# Estate Agent around Velez Malaga



## Feraya (Sep 22, 2014)

Hi, I'm looking for a reliable estate agent who speaks English in Andalucia, around Velez Malaga and Nerja area. Please can anyone recommend an estate agent?


----------



## Lynn R (Feb 21, 2014)

Feraya said:


> Hi, I'm looking for a reliable estate agent who speaks English in Andalucia, around Velez Malaga and Nerja area. Please can anyone recommend an estate agent?


I know a number of people who have bought properties through, and others who have sold through, this one, and nobody has reported having any problems so far:-


Essential Properties

There is also:-

http://buyahomespain.com/

Both have their offices in Torre del Mar.


----------



## Feraya (Sep 22, 2014)

*Thank you very much again, Lyn R. You are very helpful. Have a nice day!*


----------



## LesleyL (Apr 18, 2012)

I would second Lynn R's recommendation for Buy A Home Spain. We bought through them last year and they were very good.


----------



## EMcP (Sep 30, 2012)

Feraya said:


> Hi, I'm looking for a reliable estate agent who speaks English in Andalucia, around Velez Malaga and Nerja area. Please can anyone recommend an estate agent?

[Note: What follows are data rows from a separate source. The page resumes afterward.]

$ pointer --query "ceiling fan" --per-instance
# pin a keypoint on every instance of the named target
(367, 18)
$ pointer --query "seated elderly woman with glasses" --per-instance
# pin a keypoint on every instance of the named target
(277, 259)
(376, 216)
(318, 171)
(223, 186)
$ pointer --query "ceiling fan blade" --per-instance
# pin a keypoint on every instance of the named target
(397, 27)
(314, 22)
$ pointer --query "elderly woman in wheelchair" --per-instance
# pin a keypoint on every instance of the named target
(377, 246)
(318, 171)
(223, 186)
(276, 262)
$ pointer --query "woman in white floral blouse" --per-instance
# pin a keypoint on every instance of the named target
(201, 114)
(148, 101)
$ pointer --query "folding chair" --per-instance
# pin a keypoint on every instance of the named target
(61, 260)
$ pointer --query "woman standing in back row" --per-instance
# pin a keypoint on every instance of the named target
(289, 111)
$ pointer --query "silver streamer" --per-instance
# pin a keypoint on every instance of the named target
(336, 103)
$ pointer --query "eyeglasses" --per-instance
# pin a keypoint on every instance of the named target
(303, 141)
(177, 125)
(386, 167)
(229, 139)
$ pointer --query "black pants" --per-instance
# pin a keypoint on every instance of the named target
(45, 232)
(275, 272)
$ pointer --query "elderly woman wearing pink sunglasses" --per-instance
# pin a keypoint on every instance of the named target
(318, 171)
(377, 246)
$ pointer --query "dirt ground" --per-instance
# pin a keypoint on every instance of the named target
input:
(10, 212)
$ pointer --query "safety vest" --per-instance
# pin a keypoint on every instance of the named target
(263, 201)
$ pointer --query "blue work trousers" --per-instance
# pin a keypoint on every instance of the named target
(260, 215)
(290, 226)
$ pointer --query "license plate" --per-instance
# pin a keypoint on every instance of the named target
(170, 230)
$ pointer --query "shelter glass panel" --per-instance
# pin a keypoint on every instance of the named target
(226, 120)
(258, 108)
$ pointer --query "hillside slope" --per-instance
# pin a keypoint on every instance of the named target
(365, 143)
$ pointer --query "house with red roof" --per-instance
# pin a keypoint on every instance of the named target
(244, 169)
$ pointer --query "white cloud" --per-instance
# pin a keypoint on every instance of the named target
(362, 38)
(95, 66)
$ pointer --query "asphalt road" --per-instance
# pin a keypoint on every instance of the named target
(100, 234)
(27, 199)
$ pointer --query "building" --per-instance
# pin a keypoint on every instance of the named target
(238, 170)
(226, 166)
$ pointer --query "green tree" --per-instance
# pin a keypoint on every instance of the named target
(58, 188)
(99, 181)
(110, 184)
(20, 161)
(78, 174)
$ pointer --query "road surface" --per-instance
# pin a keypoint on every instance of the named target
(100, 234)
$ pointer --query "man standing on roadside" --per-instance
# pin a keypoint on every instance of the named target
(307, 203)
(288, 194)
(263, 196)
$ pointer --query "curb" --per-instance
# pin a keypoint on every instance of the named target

Fleming Properties in Nerja . Roly and Anne are a family owned agency who have lived in the area for over twenty years. They have a deep understanding of the processes, policies etc and are genuinely interested in helping not selling.


----------



## Feraya (Sep 22, 2014)

*Estate agents around Velez Malaga*

Thanks, EMcP.


----------



## lenalan (Aug 20, 2016)

Boked holiday rentals with Flemming Properties in June 2016 for 11 nights.
Stay was ok itself, but almost two month after check out we still waiting for our damage deposit
to be returned. Despite multiple assuring that it will be transferred asap.
Deposit was 100 eur i.e. about 20% of rental, so it is valuable amount. 
Looks like cheating. Consider the fact when contacting the agency.

Dmitry & Elena


----------